SS4G2c. Explain how the physical geography of the New England, Mid-Atlantic, and Southern colonies helped determine economic activities practiced therein.
SS4E1b. Explain how price incentives affect people’s behavior and choices (such as colonial decisions about what crops to grow and products to produce).
c. Describe how specialization improves standards of living (such as the differences in the economies in the New England, Mid-Atlantic, and Southern colonies).
d. Explain how voluntary exchange helps both buyers and sellers (such as prehistoric and colonial trade in North America).
e. Describe how trade promotes economic activity (such as how trade between the colonies and England affected their economies).
To Meet Standards Students Will… / Suggested Tasks & Assessments
Compare and contrast colonial life by regions, and by individual perspective.

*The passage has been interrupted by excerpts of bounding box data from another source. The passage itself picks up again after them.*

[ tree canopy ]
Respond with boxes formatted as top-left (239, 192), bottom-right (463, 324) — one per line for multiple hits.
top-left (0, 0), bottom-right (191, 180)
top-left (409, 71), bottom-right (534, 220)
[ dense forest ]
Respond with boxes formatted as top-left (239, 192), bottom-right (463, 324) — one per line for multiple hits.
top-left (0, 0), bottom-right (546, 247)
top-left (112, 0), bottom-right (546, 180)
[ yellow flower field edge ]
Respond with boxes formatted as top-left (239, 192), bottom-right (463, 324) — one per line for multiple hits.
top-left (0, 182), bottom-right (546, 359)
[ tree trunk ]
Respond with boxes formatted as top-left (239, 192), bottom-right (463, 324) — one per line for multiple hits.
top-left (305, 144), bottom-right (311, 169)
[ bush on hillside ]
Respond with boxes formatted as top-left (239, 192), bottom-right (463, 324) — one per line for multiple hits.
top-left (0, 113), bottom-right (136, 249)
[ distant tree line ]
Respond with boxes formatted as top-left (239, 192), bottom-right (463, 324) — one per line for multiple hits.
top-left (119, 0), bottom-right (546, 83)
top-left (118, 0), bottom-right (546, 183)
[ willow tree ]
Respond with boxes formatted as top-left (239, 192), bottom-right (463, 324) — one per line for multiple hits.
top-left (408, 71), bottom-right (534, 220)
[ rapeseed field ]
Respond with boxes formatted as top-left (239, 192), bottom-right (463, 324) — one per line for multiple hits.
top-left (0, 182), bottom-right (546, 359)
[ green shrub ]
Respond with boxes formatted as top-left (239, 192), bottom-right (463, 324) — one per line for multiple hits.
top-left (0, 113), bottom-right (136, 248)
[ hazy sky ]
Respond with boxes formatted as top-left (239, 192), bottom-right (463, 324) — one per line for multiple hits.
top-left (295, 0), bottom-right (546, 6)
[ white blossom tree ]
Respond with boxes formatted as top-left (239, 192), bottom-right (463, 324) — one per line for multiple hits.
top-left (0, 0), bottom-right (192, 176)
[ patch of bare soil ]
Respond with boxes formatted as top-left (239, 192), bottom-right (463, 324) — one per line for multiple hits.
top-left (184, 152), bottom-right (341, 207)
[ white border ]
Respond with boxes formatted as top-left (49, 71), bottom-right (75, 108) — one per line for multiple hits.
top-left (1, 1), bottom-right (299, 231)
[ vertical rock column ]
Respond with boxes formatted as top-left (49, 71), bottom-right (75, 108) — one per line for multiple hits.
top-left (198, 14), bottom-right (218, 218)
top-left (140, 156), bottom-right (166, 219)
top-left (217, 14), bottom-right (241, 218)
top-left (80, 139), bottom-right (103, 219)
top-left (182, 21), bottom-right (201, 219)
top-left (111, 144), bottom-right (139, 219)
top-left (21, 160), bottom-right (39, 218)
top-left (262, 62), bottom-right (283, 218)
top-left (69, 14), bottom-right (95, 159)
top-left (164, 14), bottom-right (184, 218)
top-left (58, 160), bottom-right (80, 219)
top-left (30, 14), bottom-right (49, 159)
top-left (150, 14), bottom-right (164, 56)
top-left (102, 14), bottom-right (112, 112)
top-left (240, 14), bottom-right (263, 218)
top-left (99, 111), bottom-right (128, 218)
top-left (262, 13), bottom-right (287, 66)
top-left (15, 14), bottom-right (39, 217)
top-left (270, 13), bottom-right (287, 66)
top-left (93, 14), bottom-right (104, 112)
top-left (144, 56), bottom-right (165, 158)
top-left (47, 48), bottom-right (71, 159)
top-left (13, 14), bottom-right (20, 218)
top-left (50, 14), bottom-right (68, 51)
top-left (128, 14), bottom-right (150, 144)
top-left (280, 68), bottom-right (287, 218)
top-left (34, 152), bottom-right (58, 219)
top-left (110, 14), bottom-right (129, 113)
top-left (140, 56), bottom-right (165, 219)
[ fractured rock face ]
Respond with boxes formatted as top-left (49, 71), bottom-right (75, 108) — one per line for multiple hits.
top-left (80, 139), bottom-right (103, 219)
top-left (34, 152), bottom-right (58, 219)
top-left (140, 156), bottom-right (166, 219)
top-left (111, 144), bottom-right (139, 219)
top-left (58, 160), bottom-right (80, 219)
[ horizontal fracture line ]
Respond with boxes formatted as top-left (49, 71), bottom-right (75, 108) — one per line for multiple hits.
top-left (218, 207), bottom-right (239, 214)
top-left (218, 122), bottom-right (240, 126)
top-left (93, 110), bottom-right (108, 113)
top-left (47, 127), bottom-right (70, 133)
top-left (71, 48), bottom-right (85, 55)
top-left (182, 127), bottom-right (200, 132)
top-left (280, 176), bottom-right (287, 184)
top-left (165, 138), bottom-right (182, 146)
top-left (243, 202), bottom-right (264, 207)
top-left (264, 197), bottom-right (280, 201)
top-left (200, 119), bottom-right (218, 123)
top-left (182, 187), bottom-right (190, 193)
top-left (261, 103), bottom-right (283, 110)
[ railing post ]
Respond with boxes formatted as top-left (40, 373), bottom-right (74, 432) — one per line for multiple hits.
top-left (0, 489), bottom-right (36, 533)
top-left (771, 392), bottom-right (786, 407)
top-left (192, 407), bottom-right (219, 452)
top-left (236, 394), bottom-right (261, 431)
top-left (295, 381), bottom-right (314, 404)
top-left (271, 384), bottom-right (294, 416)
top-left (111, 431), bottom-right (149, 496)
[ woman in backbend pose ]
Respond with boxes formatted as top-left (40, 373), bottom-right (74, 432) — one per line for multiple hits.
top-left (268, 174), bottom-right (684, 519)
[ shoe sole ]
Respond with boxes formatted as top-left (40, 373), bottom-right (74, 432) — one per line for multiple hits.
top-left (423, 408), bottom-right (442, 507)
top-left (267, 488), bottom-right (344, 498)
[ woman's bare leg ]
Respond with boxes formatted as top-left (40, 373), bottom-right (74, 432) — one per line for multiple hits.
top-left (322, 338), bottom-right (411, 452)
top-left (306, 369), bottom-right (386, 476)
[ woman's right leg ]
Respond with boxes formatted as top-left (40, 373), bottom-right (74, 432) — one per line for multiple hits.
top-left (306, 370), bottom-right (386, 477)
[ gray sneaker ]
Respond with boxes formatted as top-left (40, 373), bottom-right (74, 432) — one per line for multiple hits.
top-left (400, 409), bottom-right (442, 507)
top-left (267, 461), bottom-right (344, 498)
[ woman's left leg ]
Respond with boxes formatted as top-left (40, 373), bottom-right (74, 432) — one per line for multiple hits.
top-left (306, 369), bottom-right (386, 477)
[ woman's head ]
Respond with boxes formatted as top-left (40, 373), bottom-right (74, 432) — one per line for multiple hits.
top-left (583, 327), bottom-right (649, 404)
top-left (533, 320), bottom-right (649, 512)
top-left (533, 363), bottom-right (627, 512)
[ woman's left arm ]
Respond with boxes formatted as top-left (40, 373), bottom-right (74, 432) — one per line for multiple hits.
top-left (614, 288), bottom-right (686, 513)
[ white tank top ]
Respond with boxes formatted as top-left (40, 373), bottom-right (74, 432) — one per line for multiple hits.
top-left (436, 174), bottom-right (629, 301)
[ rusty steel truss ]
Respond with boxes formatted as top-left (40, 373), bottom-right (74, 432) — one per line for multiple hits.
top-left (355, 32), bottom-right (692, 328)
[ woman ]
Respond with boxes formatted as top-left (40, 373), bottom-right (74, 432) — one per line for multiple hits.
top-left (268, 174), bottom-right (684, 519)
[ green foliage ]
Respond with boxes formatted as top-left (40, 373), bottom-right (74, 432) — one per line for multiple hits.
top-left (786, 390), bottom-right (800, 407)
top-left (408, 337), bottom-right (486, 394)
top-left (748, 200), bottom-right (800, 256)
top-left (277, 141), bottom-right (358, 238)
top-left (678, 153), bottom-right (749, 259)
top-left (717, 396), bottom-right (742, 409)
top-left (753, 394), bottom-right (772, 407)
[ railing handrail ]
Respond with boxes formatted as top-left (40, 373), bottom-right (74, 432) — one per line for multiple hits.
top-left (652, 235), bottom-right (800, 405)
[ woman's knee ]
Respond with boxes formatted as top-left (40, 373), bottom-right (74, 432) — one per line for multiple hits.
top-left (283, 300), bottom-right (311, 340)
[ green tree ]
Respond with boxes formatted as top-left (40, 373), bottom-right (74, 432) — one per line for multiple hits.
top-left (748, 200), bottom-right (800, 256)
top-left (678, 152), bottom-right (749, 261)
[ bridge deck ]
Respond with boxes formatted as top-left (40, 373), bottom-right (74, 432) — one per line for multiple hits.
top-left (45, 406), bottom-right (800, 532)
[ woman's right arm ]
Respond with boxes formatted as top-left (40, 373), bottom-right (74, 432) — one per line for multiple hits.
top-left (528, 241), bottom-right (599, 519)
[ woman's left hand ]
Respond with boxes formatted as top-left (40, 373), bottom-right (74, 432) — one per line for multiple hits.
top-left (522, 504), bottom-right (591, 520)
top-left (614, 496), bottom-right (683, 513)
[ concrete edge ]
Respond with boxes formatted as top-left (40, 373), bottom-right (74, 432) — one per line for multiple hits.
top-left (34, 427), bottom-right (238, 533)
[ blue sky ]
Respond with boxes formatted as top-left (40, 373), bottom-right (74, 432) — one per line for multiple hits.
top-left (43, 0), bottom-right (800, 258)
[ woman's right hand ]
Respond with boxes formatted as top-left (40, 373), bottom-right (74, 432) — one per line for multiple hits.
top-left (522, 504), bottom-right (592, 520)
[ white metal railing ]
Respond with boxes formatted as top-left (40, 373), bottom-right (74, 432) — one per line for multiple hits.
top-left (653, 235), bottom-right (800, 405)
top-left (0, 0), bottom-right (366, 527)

Explain the effect of the geography on economics, and how price incentives, specialization, and voluntary exchange are illustrated by colonial developments.
Knowledge, Skills, & Strategies
  • Students will need to use an historically accurate map of the colonies, and not a modern one of the U.S. in order to grasp the geography and development of the colonies.
  • The standard 4H3b emphasizes that your interpretation of history changes based on your perspective.That is true for both participants in history and the historians who study them. As students compare how differently landowners, farmers, artisans, women, indentured servants, slaves, and Native Americans might “see” what’s going on around them, they will see that history changes depending on the lens you are using.
  • The environment of each group of colonies had a deep impact on their economic and social activities. Primary sources such as maps, drawings, and even modern photos of specific geographical features of the three regions can help students grasp the differences.
  • The economics standard here has students finding historical examples of price incentives, specialization, voluntary exchange, and trade in the colonial period. The specifics mentioned in the standard for each:
  • Price incentive related such as colonial decisions about what crops to grow and products to produce. Colonists selected crops that they needed to survive, and then selected cash crops to raise that they knew there was a strong market for in England. (ex. Tobacco in Virginia)
  • Specialization related to the differences in the economies in the New England, Mid-Atlantic, and Southern colonies refers to both specialization within the colonies (the various craftspeople, artisans, and tradesmen helped fill different roles in the economy) and among colonies and with Britain (the Middle colonies was considered the ‘bread basket’ because grains could be grown there more easily and sold to other colonies and to England.)
  • Voluntary exchange and its benefits to both buyers and sellers relates to the way that colonists could choose to buy and sell goods and services at prices they can afford. An example would be when colonists traded through barter with Native Americans with trinkets, weapons, etc., in exchange for food. Later they exchange currency rather than just barter.
  • Trade typically refers to a country or countries exchanging goods. Because of the trade of the colonies with England there were more exports sold, more jobs created, more money in the economy, and more markets created to sell the goods. More imports means there is a greater variety of goods and more competitive prices. A specific example of one colonial trade pattern was the triangular trade route between the colonies, England, and the West Indies.